Because we can count with integers in this way, they are considered countable. This property means that integers can be fairly easily enumerated, or defined one after another. So let’s enumerate decimals in binary:

0 → 0
1 → 1
2 → 10
3 → 11
4 → 100
5 → 101
6 → 110
7 → 111
8 → 1000
9 → 1001
10 → 1010
11 → 1011
etc.

So, if we can represent integers so cleanly, why is it so hard to represent the numbers between the integers? For starters, we can’t enumerate all of the numbers between 0 and 1. We can have 0.1, 0.01, 0.001, 0.0001, but as you can see, there is no end in sight. This might be hard to believe, but there are actually an infinite amount of numbers between every other number, and that fact alone dooms non-integers into a realm of hopeless imprecision. But still, we have found a way to store non-integers using 1s and 0s. So how do computers do it?

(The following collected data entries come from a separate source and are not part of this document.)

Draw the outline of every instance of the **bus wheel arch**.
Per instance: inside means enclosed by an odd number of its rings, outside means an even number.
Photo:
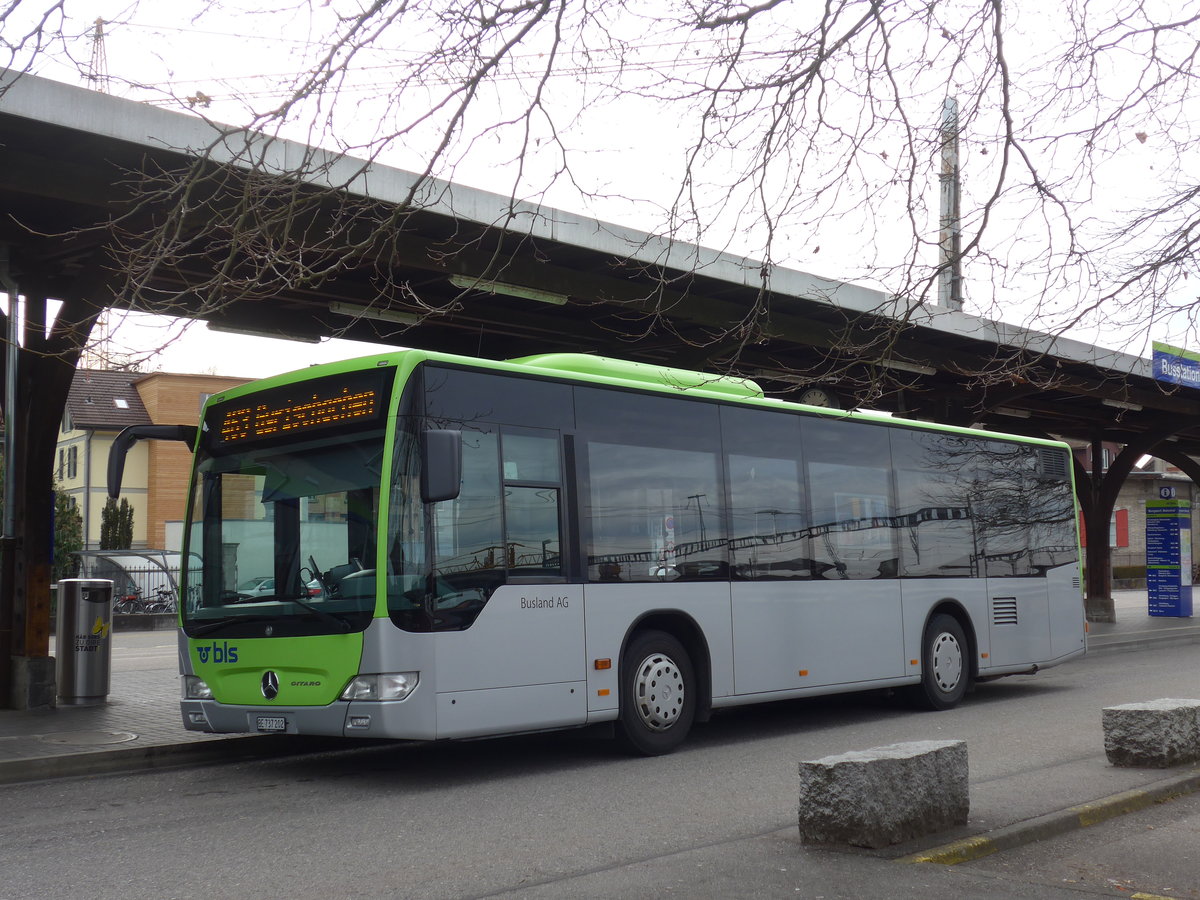
[[[645,702],[660,680],[670,698],[661,717]],[[622,743],[646,756],[674,750],[712,705],[708,647],[699,627],[678,613],[643,616],[625,636],[618,682]]]
[[[971,618],[954,602],[932,609],[921,632],[921,681],[912,699],[925,709],[958,705],[979,675],[978,651]]]

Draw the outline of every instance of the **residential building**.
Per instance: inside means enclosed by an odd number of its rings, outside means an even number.
[[[108,451],[129,425],[192,424],[208,397],[248,378],[170,372],[79,369],[71,383],[58,435],[55,477],[79,508],[83,546],[100,546],[100,523],[108,496]],[[133,506],[133,547],[178,550],[191,464],[188,448],[175,441],[141,441],[125,461],[121,496]],[[168,535],[173,535],[168,538]]]

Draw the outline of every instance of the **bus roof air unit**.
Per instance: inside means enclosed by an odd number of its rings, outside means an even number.
[[[538,353],[534,356],[510,359],[509,362],[533,369],[591,375],[630,384],[671,387],[680,391],[702,390],[739,398],[763,396],[762,388],[748,378],[692,372],[652,363],[592,356],[589,353]]]

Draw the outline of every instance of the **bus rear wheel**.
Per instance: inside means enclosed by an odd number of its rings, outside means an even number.
[[[954,616],[938,613],[921,642],[921,683],[913,698],[926,709],[951,709],[967,693],[971,664],[967,638]]]
[[[665,631],[635,635],[621,658],[620,737],[645,756],[670,753],[696,717],[696,677],[687,650]]]

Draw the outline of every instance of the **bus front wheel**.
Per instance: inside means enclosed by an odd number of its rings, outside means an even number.
[[[645,756],[670,753],[696,717],[696,678],[687,650],[665,631],[636,635],[621,658],[620,736]]]
[[[967,693],[971,663],[967,638],[953,616],[939,613],[925,626],[921,643],[921,683],[914,699],[926,709],[951,709]]]

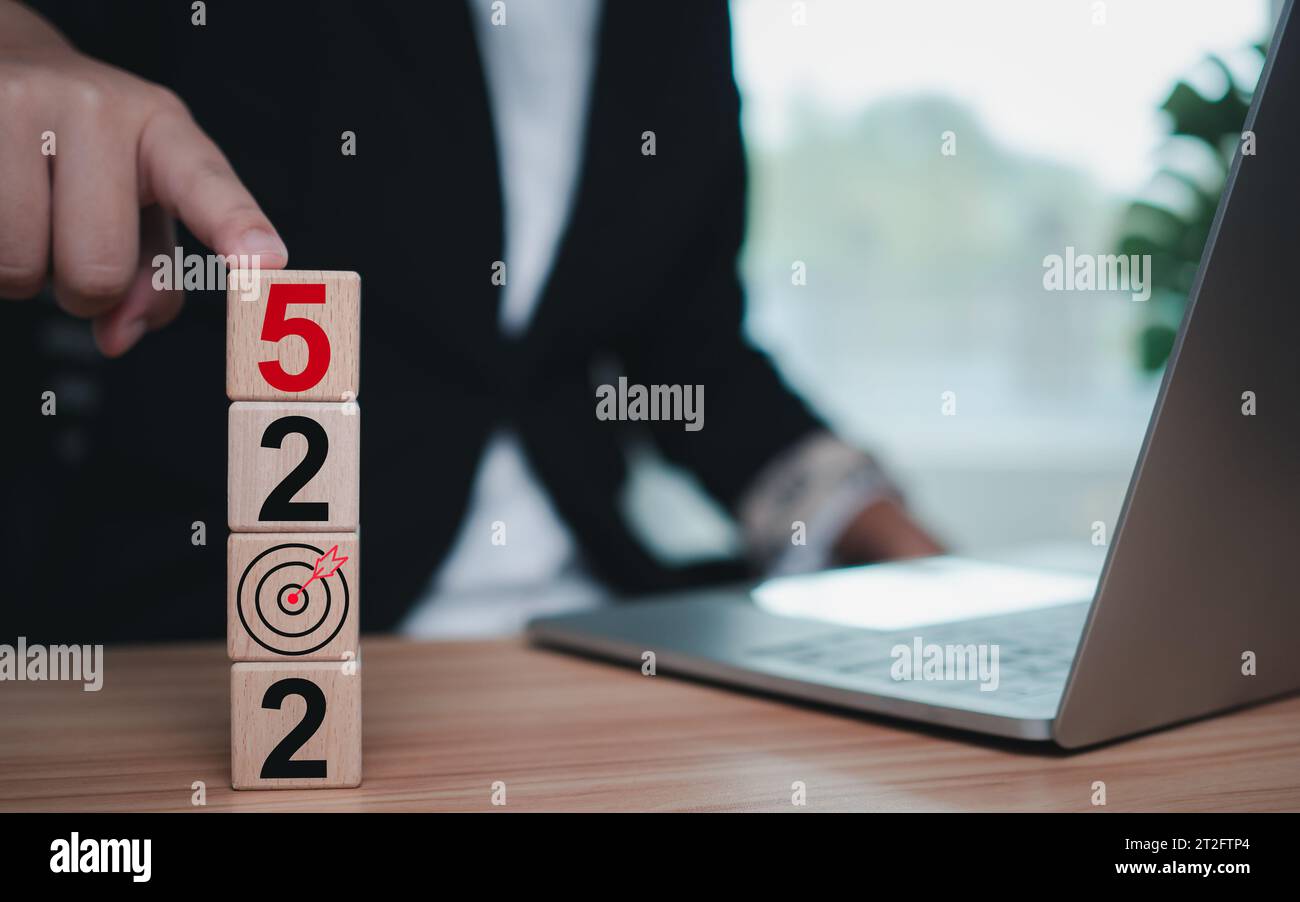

The standard way of representing non-integral values is with floating points. Floating points are so named because the format allows for the movement of the decimal point. Essentially, what floating points do is store a significand and an exponent, such as what would be used in scientific notation:

1.254 * 10^6

In the number above, 1.254 is the significand, 10 is the base and 6 is the exponent. Representing a number like 0.3 is easy with a base of 10: 3 * 10^-1. But what about binary? With a base of 2, it is actually pretty hard to represent that number with a limited about of space. In order to see why, consider how many digits it takes to represent the number 1/3 in base 10. If you were to write this out, it would look like 0.3333… That’s an infinite amount of 3s! The same thing happens in binary. The only non-integral numbers that can be stored with a finite amount of space in binary are numbers that can be expressed as fractions with an integer in the numerator and a power of 2 in the denominator. Things like 1/4, 5/8, 3/16, 11/32 are all easy to represent. Things like 1/7, 4/5, 7/13, 3/10 are not. Because the absolute binary content might change depending on the format used to store the number (and because the computer can’t read your mind), directly comparing numbers which need an infinite amount of space to store might fail. That’s what happened here.

This was a long a reply, and probably not well-formatted either, but this concept is crucial to understand. I hope that this post helps you understand why your comparison might have failed where you expected it to succeed. In the future, avoid comparing decimals unless it is absolutely necessary. And if you absolutely, positively cannot avoid comparing decimals, do not compare them using the double-equals operator. Instead, subtract them and test the value against a sufficiently small “epsilon” value, like so:

function decimalEquals(a, b, epsilon)
    if epsilon == nil then
        epsilon = 0.00001;
    end
    return math.abs(a - b) < epsilon;
end

tl;dr: use the code above to compare decimals instead of ==

Just a little tip, you can do epsilon = epsilon or 0.00001

I know, I just decided to forgo the short-circuit syntax for purposes of readability, but yeah you could shorten the code with that if you wanted to. You could even just write return math.abs(a-b) < (epsilon or 0.00001).